Pusateri even explained to the 13-time world medalist that she didn't know how much they could pay, to which Smetaniuk happily replied, "It's not about the money. I can make anything work, and I want to help you."
Smetaniuk visited the dojo late last month and warmed up the class with some high-level methods.
"Her knowledge with body mechanics and what she was able to do in a non-physical sense, she was able to speak to the students about muscle groups," Pusateri said. "So, she started with just particular exercises that the students should be doing to focus on and isolate those particular muscles and those particular nerves so that they'll be optimal when you want to apply them.
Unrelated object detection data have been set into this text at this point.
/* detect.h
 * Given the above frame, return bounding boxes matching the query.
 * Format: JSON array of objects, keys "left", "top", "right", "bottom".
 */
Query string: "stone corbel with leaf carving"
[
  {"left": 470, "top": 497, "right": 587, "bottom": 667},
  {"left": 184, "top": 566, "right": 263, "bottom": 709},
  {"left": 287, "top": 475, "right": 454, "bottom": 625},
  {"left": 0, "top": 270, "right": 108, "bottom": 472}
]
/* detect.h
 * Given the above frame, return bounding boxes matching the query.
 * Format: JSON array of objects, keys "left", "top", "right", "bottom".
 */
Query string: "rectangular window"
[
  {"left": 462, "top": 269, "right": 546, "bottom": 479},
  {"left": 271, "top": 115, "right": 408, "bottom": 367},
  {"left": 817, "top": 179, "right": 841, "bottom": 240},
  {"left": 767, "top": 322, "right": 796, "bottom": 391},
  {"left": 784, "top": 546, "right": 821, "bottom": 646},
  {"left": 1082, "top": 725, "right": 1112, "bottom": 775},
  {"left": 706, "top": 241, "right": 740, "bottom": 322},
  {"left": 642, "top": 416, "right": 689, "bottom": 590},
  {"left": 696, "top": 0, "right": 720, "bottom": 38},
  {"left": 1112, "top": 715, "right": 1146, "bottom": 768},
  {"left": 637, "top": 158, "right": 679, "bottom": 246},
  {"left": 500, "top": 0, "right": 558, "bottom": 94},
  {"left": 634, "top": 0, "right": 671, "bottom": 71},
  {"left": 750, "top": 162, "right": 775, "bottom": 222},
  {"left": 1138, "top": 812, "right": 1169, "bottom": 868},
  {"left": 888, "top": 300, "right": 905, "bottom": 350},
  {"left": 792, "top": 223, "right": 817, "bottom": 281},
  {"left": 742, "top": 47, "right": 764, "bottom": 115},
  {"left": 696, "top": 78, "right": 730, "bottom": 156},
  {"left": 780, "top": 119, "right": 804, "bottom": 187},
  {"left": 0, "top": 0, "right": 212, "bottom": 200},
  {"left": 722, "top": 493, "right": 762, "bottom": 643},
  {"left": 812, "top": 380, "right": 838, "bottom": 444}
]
That sort of thing is the difference between a really good student and someone who is extraordinary."
After the warm-up, Smetaniuk delved into difficult individual moves that only someone of her pedigree can teach with accuracy.
"The other thing that she did is, there are two particular moves that are athletically challenging," Pusateri said. "If you can imagine turning to your left and then striking something the size of a dime with one finger or one toe, then completely spinning the opposite way and striking something immediately of the same size. It's extremely precise. It was tremendous the amount of complexity that goes into that single maneuver. And then there was another move, which is basically a spinning kick in the air, and you are to launch approximately the height of your neck, and you do this at a 270-degree turn, and that takes a lot of muscle balance and control. There's a tremendous amount of impact that you hit the ground with, and she was showing how to make that landing so that you don't harm yourself. And then you're quickly driving out of that movement into another movement."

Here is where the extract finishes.